Anglers need to find water temperatures that provide ideal feeding conditions; specific to the fish they are trying to catch. For trout, those temperatures are around 62 to 64 degrees Fahrenheit. Finding the depth where these premium temperatures are located is easy; simply lower a thermometer down in ten-foot increments until the numbers match the correct feeding temperatures.
Successfully presenting a streamer to fish in this specific temperature zone requires a few special tactics, nothing too difficult though. Remember that the ideal temperature is located at a certain depth, and that this temperature range varies slightly. If anglers could view a lake from underwater and see the ideal feeding temperature as a red color, they would see a two- to three-foot red slot, parallel to the surface of the lake, at one specific depth.
What an angler should attempt to do is to keep their offering in this slot throughout the entire retrieve. Get as much line out as possible and time the descent to correspond with the right depth. While waiting for the offering to drop to the right depth, strip more line out from the reel and allow it to sink below the surface near the boat. This method creates a parallel retrieve and keeps the fly in the ideal zone longer, thus increasing the chance of a strike.
The retrieve must be varied to be effective, and it must also match what the angler hopes to imitate. For example, a dying smelt will swim strong and quick for a short distance, and then remain momentarily suspended before it makes another run. To imitate this bait-fish, an angler should retrieve three feet of line as fast as possible in two or three stripping motions, then pause before stripping in more line. A couple of short stripping motions should be added occasionally to avoid a monotonous pattern. Wounded bait fish do not swim in a monotonous, routine fashion.
This casting method should be performed in a clockwise direction, around the canoe or boat.
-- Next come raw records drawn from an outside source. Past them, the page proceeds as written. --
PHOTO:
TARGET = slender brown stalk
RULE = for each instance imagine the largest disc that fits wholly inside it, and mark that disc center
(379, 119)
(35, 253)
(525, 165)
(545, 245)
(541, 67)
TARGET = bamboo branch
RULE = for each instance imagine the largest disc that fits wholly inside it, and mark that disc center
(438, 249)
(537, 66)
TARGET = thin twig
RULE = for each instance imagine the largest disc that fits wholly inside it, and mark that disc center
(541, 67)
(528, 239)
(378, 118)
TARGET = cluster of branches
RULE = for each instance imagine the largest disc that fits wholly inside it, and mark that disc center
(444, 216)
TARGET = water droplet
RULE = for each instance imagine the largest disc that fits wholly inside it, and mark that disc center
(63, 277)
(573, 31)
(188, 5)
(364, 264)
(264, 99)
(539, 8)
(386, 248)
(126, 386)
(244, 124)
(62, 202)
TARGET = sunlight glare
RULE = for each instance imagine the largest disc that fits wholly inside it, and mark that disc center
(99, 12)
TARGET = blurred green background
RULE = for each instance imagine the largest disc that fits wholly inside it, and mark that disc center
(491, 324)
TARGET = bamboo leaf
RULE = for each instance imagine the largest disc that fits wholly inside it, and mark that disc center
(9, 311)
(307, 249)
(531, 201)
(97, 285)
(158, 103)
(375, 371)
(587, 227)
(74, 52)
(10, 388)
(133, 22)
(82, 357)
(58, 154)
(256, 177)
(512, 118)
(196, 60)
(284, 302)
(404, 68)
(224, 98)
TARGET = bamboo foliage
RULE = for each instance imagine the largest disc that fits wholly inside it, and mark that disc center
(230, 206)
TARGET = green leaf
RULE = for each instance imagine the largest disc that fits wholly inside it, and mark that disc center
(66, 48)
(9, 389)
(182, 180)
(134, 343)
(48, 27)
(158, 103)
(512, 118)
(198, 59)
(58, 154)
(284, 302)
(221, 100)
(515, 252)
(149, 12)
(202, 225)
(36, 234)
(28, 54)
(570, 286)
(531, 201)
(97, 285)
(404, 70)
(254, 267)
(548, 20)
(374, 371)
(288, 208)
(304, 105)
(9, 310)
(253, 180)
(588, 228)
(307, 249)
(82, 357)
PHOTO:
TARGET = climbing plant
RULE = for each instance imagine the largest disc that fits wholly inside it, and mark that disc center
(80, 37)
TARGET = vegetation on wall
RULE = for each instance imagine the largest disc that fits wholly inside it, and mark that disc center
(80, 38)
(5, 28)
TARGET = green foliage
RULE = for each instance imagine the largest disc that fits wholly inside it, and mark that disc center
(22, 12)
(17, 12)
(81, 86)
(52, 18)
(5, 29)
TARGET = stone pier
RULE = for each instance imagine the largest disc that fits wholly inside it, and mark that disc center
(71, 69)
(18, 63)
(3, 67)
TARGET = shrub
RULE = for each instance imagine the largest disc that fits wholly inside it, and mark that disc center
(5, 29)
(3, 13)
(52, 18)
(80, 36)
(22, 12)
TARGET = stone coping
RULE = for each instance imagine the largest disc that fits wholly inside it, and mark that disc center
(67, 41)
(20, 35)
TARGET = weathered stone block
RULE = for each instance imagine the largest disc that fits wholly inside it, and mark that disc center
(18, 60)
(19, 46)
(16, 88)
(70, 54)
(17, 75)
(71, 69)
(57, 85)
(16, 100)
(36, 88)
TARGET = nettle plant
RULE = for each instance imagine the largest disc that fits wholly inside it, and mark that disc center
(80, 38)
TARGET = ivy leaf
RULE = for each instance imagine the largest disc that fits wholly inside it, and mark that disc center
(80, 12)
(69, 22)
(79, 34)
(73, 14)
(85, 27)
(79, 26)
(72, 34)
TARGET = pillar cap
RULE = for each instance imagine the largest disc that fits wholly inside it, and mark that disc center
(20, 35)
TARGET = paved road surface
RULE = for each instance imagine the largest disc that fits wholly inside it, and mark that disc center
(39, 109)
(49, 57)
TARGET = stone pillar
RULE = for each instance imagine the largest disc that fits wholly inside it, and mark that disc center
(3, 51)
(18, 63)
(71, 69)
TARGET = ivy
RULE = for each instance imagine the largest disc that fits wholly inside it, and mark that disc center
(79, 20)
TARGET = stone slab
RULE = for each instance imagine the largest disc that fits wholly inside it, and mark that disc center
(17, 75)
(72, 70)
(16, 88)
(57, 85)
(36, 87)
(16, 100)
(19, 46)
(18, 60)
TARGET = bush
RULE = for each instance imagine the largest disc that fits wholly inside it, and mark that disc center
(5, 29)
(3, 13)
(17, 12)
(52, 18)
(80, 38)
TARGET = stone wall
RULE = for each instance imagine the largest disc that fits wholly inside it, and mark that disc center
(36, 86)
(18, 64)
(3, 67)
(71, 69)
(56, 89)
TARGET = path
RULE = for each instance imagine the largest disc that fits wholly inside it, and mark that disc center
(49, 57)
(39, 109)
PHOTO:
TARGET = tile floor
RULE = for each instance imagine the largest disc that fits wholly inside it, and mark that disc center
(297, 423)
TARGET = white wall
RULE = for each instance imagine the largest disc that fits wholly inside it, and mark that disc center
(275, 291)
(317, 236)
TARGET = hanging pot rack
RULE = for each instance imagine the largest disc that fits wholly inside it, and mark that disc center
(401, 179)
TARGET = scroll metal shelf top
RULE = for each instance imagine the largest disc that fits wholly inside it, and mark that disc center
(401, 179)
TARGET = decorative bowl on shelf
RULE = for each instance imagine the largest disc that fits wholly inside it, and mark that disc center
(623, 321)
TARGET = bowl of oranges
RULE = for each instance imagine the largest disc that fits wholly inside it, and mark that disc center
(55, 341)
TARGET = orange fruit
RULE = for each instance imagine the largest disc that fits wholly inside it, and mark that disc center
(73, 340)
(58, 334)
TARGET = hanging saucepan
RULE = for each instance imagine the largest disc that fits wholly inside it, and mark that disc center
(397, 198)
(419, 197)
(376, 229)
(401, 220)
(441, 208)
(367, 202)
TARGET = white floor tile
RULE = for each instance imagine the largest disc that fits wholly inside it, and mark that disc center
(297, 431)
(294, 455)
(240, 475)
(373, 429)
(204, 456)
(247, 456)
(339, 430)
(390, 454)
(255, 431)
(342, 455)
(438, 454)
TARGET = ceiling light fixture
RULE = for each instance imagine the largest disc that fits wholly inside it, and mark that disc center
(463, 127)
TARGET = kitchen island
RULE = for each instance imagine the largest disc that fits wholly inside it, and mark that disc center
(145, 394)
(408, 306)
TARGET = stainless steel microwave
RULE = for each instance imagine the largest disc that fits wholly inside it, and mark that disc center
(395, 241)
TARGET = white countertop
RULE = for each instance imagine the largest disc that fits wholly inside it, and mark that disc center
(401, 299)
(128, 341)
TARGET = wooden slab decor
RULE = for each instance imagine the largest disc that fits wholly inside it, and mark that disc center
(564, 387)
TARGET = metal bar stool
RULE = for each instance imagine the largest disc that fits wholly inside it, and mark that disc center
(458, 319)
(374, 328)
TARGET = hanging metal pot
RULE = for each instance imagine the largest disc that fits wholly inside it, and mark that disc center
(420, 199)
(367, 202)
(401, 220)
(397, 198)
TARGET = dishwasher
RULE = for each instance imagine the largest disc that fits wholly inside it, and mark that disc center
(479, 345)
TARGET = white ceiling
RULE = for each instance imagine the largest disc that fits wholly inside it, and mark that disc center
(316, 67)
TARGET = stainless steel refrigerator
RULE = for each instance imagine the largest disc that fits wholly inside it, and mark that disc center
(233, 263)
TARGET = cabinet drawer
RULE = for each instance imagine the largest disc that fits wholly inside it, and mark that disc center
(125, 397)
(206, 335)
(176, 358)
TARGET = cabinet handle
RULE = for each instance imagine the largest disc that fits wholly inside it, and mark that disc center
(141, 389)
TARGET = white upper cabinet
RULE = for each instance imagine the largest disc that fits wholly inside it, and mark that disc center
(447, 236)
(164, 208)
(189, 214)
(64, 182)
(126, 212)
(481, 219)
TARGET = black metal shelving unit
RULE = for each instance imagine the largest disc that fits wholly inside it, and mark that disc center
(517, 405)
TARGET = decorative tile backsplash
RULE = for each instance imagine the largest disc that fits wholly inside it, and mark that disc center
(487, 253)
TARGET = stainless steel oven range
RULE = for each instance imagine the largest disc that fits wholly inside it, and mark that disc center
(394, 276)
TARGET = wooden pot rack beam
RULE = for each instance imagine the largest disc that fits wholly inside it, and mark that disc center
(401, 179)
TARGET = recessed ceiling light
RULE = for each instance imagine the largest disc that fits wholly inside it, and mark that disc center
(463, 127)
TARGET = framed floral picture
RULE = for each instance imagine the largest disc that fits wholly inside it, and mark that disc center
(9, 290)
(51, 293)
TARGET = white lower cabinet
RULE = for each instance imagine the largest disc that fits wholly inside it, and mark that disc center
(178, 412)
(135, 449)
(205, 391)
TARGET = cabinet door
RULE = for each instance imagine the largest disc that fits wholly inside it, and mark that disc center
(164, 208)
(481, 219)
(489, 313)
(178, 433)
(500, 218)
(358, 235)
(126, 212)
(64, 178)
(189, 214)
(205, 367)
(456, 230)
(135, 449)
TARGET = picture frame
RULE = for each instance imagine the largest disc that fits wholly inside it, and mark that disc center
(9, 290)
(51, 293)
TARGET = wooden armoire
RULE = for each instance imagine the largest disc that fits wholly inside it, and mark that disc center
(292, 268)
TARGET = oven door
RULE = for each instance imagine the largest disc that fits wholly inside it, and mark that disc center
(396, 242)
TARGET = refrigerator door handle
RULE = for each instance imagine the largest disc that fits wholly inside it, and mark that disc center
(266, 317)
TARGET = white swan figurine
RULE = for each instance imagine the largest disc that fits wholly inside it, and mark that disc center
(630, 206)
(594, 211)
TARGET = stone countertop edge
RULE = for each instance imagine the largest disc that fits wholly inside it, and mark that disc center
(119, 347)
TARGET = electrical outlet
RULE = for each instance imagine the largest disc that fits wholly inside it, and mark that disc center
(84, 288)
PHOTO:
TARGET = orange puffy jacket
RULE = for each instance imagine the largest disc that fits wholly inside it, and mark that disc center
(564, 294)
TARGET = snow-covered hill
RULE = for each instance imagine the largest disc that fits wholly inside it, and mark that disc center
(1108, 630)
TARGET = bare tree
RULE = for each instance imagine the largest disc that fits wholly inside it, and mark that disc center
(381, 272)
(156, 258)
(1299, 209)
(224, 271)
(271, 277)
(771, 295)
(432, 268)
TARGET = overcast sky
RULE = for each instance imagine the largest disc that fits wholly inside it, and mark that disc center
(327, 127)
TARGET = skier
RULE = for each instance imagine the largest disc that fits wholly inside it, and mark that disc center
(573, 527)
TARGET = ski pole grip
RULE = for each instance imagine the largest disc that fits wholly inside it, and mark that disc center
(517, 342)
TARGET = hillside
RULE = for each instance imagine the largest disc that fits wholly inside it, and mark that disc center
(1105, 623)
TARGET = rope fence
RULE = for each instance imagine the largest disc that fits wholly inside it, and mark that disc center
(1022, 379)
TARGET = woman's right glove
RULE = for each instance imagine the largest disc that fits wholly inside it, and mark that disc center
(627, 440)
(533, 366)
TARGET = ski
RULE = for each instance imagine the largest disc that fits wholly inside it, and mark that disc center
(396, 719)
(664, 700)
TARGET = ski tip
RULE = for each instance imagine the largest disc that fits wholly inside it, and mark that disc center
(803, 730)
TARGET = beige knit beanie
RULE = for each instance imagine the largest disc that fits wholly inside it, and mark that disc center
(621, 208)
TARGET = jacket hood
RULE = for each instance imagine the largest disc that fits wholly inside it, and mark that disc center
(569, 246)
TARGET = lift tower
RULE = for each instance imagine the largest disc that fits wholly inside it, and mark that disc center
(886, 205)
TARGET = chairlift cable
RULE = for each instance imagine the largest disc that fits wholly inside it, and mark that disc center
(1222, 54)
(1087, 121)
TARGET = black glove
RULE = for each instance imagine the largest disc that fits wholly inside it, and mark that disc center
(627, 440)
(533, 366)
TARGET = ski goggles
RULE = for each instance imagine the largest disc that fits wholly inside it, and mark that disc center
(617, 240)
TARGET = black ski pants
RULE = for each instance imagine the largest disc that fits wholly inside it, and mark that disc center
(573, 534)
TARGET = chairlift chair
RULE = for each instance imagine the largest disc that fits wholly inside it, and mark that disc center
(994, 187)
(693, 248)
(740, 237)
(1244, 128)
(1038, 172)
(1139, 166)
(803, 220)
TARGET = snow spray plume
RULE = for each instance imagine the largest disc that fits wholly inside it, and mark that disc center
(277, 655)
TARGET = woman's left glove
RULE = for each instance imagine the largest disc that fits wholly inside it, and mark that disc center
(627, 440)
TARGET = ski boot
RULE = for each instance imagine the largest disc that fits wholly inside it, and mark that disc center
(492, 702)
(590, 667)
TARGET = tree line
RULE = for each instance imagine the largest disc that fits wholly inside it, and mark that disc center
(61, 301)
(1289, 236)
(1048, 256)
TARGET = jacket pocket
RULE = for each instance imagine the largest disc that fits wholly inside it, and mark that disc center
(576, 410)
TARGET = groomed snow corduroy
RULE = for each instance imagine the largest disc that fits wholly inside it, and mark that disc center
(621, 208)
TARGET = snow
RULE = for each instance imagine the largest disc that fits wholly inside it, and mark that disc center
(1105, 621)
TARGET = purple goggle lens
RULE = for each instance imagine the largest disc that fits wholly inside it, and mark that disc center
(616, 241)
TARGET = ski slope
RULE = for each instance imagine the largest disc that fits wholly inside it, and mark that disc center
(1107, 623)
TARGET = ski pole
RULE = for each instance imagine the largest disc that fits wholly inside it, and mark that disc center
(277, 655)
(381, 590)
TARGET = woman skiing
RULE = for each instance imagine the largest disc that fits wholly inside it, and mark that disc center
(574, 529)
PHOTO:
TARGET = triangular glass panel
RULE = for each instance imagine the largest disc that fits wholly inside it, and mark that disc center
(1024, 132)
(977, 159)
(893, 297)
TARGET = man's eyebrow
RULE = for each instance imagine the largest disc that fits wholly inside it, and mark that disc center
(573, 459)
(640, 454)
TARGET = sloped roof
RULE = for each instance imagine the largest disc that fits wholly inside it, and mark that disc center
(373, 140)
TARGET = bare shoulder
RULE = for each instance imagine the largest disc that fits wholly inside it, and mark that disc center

The angler would start at the 12 o’clock position, cast out as far as possible, count up to ten seconds for the descent, and then begin stripping in line.
After casting out once to each number on the face of an imaginary clock, the angler will completely circle the boat and return to the 12 o’clock position. Repeat the same sequence, only let the line sink for a count of 15 seconds, then try it again with a count of 20 seconds. Timing will depend on the type of line that is being used.
Successfully fishing stillwater with a flyrod takes time and proper preparation. A good indication of accurate preparation and a precise retrieve will be a strong tug on the line as a lunker takes the imitation.